Description Tim Allison 2016-09-20 19:56:54 UTC
Created attachment 34282 [details]
triggering file

While working TIKA-2069, I got an AIOOBE on a test file that I generated by taking the docm that Jeff Swindle submitted and saving as .doc.

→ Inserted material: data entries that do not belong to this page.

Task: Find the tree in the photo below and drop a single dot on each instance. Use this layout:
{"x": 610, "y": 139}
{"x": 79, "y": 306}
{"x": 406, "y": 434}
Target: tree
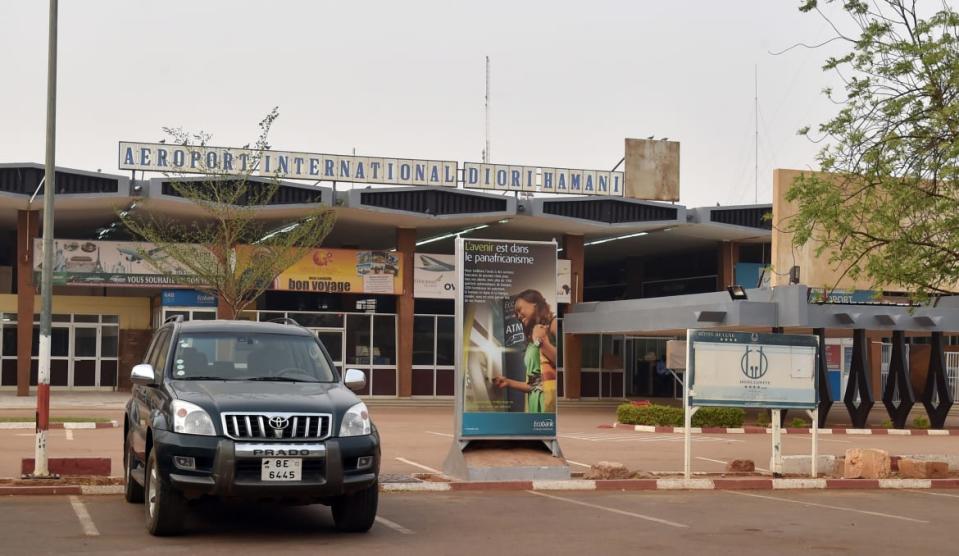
{"x": 886, "y": 205}
{"x": 229, "y": 248}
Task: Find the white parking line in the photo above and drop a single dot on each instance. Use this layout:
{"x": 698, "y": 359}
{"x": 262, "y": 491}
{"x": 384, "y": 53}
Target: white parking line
{"x": 611, "y": 510}
{"x": 394, "y": 526}
{"x": 89, "y": 529}
{"x": 420, "y": 465}
{"x": 827, "y": 506}
{"x": 933, "y": 493}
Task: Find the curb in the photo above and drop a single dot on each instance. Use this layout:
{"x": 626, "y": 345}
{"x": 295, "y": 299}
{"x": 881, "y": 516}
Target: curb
{"x": 623, "y": 485}
{"x": 80, "y": 425}
{"x": 785, "y": 430}
{"x": 674, "y": 484}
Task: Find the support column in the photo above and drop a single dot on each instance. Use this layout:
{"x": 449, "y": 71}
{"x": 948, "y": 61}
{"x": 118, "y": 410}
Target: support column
{"x": 28, "y": 225}
{"x": 405, "y": 247}
{"x": 574, "y": 251}
{"x": 728, "y": 257}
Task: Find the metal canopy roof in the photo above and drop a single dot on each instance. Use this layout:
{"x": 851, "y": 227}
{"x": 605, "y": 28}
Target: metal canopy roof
{"x": 784, "y": 306}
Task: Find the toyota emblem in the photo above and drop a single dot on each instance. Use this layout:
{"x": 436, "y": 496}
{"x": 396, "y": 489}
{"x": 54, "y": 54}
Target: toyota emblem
{"x": 278, "y": 423}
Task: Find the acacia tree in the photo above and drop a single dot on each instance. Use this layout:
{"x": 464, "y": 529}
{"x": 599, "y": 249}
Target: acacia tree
{"x": 228, "y": 248}
{"x": 886, "y": 206}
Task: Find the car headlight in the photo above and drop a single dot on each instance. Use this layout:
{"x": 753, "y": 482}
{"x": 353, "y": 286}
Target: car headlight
{"x": 190, "y": 418}
{"x": 356, "y": 421}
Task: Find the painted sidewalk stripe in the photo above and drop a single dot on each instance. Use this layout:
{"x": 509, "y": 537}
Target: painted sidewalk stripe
{"x": 611, "y": 510}
{"x": 420, "y": 465}
{"x": 827, "y": 506}
{"x": 89, "y": 529}
{"x": 393, "y": 525}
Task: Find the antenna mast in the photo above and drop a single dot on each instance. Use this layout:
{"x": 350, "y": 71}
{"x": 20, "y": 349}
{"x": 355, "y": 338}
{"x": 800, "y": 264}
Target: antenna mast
{"x": 756, "y": 118}
{"x": 486, "y": 156}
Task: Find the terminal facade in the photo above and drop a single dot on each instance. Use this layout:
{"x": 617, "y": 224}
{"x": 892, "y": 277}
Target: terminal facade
{"x": 616, "y": 247}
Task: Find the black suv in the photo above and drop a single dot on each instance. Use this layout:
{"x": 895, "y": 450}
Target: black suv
{"x": 256, "y": 410}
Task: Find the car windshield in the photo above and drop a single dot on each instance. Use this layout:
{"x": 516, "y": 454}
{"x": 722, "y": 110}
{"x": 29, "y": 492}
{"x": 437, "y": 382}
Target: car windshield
{"x": 264, "y": 357}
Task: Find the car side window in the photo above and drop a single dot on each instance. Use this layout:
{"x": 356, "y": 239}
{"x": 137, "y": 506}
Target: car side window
{"x": 160, "y": 357}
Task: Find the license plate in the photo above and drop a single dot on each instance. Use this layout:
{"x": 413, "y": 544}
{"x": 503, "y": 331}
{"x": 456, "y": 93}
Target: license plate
{"x": 281, "y": 469}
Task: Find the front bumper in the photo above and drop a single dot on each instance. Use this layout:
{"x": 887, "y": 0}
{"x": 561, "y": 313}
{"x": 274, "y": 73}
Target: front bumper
{"x": 229, "y": 468}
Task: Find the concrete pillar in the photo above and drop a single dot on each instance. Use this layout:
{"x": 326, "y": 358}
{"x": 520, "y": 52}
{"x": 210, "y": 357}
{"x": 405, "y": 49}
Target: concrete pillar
{"x": 405, "y": 247}
{"x": 573, "y": 346}
{"x": 728, "y": 257}
{"x": 28, "y": 225}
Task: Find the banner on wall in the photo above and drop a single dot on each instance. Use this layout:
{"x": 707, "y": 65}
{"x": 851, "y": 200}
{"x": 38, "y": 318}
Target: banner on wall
{"x": 434, "y": 277}
{"x": 344, "y": 271}
{"x": 506, "y": 339}
{"x": 106, "y": 263}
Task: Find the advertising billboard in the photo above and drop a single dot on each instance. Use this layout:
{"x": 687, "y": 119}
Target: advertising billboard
{"x": 434, "y": 277}
{"x": 344, "y": 271}
{"x": 506, "y": 334}
{"x": 107, "y": 263}
{"x": 745, "y": 369}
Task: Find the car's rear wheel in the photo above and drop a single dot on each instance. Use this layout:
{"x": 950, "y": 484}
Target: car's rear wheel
{"x": 132, "y": 490}
{"x": 356, "y": 512}
{"x": 164, "y": 506}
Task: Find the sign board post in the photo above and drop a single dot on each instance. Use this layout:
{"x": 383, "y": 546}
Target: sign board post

I confirmed this AIOOBE in pure POI:

Exception in thread "main" java.lang.ArrayIndexOutOfBoundsException: -1
	at java.io.ByteArrayInputStream.read(ByteArrayInputStream.java:144)
	at org.apache.poi.util.RLEDecompressingInputStream.<init>(RLEDecompressingInputStream.java:77)
	at org.apache.poi.poifs.macros.VBAMacroReader.readModule(VBAMacroReader.java:204)
	at org.apache.poi.poifs.macros.VBAMacroReader.readMacros(VBAMacroReader.java:308)
	at org.apache.poi.poifs.macros.VBAMacroReader.findMacros(VBAMacroReader.java:155)
	at org.apache.poi.poifs.macros.VBAMacroReader.findMacros(VBAMacroReader.java:160)
	at org.apache.poi.poifs.macros.VBAMacroReader.findMacros(VBAMacroReader.java:160)
	at org.apache.poi.poifs.macros.VBAMacroReader.readMacros(VBAMacroReader.java:116)
	at org.apache.poi.poifs.macros.VBAMacroExtractor.extract(VBAMacroExtractor.java:83)
	at org.apache.poi.poifs.macros.VBAMacroExtractor.extract(VBAMacroExtractor.java:123)
	at org.apache.poi.poifs.macros.VBAMacroExtractor.main(VBAMacroExtractor.java:54)
Comment 1 Tim Allison 2016-09-20 19:58:27 UTC
Same exception with the original .docm file that Jeff submitted on TIKA-2069
Comment 2 Javen O'Neal 2016-09-21 01:19:20 UTC
I added a failing unit test to POI in r1761652 using test-macro-doc.docm from TIKA-2069 [1] submitted by Jeff Swindle

[1] https://issues.apache.org/jira/browse/TIKA-2069
Comment 3 Tim Allison 2016-10-17 19:49:19 UTC
Slightly less than 50% of the macro exceptions are caused by this. See xlsx reports on https://issues.apache.org/jira/browse/TIKA-2104.
Comment 4 Tim Allison 2016-10-18 12:26:17 UTC
I think this is a problem in RLEDecompressingInputStream.

In readChunk(), under 

if ((tokenFlags & POWER2[n]) == 0) {

if the int that is read is 'ff', when that gets cast to a byte, its value becomes -1.

When we try to readInt() to get the module offset, the first byte returns '-1' and we think we've hit the end of the stream and return -1.
Comment 5 Tim Allison 2016-10-18 12:58:27 UTC

I modified RLEDecompressingInputStream's read() from

        return buf[pos++];

        return buf[pos++] & 0xFF;

Let me know if we need to modify anything else in RLEDecompressingInputStream...or if there's a better place to fix this.